My first reaction is to drop the Victory, Crystal 60, rye, and flaked barley.  The first time I brewed and Imperial stout I used the kitchen sink approach, and it made a good stout.  The next time I threw out all the small amounts and just went with a much simpler grain bill and it was much better. I also use Special B instead of Crystal 120, but again that’s a personal preference. Avoid stuff like molasses, it will add fermentables but also a strong flavor.

I would use something mid AA like Wye Challenger for bittering-2 or maybe 2.5 ozs, with an addition of something like Goldings or Fuggles at 20 minutes and flameout.  But I’m not a fan of American C hops in Impy Stouts.

Good advice!

Yeah, +1 on simplifying. You can gain back some of the complexity with a longer boil. (kettle mailard reactions etc.) I might even take it down to pale, roast, C120, Chocolate and maybe some rye. You are going to end up with a lot more than a 6 gallon boil with that much grain. at 1.25 qt/lb your strike volume will be 7.5 gallons. first runnings will be 4.5 gallons which only leaves 1.5 for sparge if you are aiming for a 6 gallon boil. you could even leave out the C120 as you are going to have a hard time getting this down to a reasonable FG IMHO.

My first question wouldn’t be about the ingredients, but when is the comp? The kitchen sink imp stout can work just fine if you have the patience to age it out, whereas the simple approach is better for people who want to drink their imp stout in 3 months.  I could easily see this -

13.5 pale
2 munich
.5 Rye Malt
2 roasted b
.5 Chocolate
.5 Black Malt
.5 Victory Malt
.5 Crystal 120
.5 Crystal 60
.5 Flaked Oats
.5 Flaked Barley

Although that’s definitely kitchen sink.  I like the challenger suggestion, but I’d go all challenger.  These big beers have to be balanced out with hop flavor/aroma, especially when there’s aging involved; I like bold hops with large additions at flavor and flame out. Ferment cool and give it plenty of time. cheers and good luck

we may go for 7-7.5 gallons, probably a 90 minute boil.

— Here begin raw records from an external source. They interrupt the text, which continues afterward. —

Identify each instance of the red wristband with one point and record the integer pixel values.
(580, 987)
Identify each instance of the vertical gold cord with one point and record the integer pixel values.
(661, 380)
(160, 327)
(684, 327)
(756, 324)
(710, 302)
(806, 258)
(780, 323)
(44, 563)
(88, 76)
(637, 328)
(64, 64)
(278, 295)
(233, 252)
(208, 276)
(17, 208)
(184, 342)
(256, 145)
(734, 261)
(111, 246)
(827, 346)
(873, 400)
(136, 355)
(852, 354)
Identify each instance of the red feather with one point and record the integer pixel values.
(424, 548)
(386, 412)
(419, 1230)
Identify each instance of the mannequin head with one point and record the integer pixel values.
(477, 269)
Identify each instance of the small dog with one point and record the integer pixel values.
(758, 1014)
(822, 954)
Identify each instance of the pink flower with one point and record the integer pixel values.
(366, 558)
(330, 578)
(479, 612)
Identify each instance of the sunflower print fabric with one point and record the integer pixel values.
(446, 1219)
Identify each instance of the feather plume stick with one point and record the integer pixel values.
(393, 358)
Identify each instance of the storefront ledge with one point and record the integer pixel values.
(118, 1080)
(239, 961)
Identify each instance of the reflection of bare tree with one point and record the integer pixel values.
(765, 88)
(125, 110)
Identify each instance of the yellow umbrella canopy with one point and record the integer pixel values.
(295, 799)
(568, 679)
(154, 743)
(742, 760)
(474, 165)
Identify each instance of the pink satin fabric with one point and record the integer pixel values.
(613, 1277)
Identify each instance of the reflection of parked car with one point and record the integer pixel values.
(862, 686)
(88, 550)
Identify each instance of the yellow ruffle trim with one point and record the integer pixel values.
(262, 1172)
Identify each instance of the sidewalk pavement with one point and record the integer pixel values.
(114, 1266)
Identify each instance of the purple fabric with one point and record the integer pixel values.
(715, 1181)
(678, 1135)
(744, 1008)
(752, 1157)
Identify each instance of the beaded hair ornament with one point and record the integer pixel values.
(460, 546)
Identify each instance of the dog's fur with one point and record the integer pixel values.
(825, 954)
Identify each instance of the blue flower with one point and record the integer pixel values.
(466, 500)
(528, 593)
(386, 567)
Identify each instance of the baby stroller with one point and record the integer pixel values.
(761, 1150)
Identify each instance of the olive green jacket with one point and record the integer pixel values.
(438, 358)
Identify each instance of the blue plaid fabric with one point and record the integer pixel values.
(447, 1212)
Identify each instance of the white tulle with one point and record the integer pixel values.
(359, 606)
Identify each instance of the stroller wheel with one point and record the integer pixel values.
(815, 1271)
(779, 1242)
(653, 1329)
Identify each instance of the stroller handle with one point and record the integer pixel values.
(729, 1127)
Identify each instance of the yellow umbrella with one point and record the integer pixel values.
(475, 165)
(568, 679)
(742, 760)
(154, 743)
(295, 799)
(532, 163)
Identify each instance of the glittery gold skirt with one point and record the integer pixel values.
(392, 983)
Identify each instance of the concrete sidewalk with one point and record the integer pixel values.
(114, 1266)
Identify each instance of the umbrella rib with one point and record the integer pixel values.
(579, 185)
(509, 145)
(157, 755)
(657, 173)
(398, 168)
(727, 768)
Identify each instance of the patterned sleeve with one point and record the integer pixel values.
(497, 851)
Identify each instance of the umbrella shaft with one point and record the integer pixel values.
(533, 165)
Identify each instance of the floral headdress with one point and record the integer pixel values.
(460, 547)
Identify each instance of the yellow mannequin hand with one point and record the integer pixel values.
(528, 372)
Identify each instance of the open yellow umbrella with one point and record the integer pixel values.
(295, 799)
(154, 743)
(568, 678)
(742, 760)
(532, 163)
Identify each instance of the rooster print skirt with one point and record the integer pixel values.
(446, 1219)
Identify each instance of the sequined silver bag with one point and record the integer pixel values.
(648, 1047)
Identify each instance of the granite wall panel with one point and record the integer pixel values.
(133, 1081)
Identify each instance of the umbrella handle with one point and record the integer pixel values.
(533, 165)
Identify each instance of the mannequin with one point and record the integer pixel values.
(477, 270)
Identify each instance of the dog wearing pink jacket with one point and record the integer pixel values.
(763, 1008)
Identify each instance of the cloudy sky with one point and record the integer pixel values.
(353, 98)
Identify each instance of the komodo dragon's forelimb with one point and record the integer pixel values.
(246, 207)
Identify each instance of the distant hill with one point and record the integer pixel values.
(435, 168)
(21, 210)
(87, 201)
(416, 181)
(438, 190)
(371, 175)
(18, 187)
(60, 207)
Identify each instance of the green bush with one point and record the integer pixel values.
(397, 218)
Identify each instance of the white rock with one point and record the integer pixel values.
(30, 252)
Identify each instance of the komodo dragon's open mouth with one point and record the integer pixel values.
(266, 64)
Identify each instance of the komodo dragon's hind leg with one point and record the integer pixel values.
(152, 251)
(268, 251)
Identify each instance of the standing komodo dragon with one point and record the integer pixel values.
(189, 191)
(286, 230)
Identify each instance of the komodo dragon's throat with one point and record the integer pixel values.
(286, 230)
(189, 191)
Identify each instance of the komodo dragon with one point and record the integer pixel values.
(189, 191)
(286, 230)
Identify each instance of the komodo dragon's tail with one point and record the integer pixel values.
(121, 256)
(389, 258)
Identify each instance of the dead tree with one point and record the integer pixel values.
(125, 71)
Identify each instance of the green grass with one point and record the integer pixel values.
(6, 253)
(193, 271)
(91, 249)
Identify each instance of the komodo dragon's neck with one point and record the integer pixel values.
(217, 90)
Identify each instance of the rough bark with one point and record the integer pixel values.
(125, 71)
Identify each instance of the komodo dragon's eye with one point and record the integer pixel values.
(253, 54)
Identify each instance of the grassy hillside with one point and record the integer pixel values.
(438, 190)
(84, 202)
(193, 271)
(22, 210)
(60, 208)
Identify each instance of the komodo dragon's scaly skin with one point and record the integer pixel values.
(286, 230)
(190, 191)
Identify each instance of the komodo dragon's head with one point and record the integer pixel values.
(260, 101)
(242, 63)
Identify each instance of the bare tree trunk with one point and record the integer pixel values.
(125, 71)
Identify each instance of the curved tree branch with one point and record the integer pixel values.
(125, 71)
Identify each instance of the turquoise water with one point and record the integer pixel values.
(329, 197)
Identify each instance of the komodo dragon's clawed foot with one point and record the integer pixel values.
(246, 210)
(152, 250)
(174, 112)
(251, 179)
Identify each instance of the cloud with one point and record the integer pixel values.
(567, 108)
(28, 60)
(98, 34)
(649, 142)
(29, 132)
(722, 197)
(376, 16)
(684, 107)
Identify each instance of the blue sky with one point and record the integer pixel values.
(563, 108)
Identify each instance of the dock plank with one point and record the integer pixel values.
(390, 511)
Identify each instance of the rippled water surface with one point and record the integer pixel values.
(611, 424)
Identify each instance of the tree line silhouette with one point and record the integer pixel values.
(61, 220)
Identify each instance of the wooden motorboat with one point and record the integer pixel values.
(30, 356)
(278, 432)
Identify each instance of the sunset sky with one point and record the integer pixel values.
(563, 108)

The competition is end of February 2012, so we are looking for plenty of time in primary/secondary, and at least two months in the bottle to carbonate well.

Again thanks for all input advice, some great replies here!

Simplifying the grain makes since to me, what about adjuncts we’ve floated everything from Lactose/coffee/chocolate to peppers.

Anything that is definitly a bad idea, or anything that works well that I may not be thinking/mentioning (ie wood)

Re: adjuncts…it depends on what you want to enter it as.  If you use peppers, chocolate, etc. you likely won’t be able to enter it as a straight RIS.

True, the competition is professionally judged under BJCP style guidelines, So I guess would those adjuncts disqualify it, or change it’s style?

I have also heard recommendations that I should do a no sparge on this, thoughts on that?

I don’t know that I could pick up on the differences but I have heard that a no sparge beer can be smoother. so it’s worth a try, you can always sparge into a separate kettle and do a small stout with second runnings.

I think that with a big grain bill for a high OG beer, no sparge becomes about your only option.  You use so much mash water that you get your full boil volume without needing much, if any, sparging.

My imperial stout recipe for 10 gallons has about 40+ pounds of grain in 11 gallons of water.  I fly sparge for at least 1.5 hours to collect 14 gallons, then boil it down to 11.  It’s a major PITA so I only brew it when a friend wants to split it with me.

true that. The numbers I stated above were for 1.25 qt/lb but if you bump that to 1.5 qt/lb you are already at about 6 gallons just first runnings.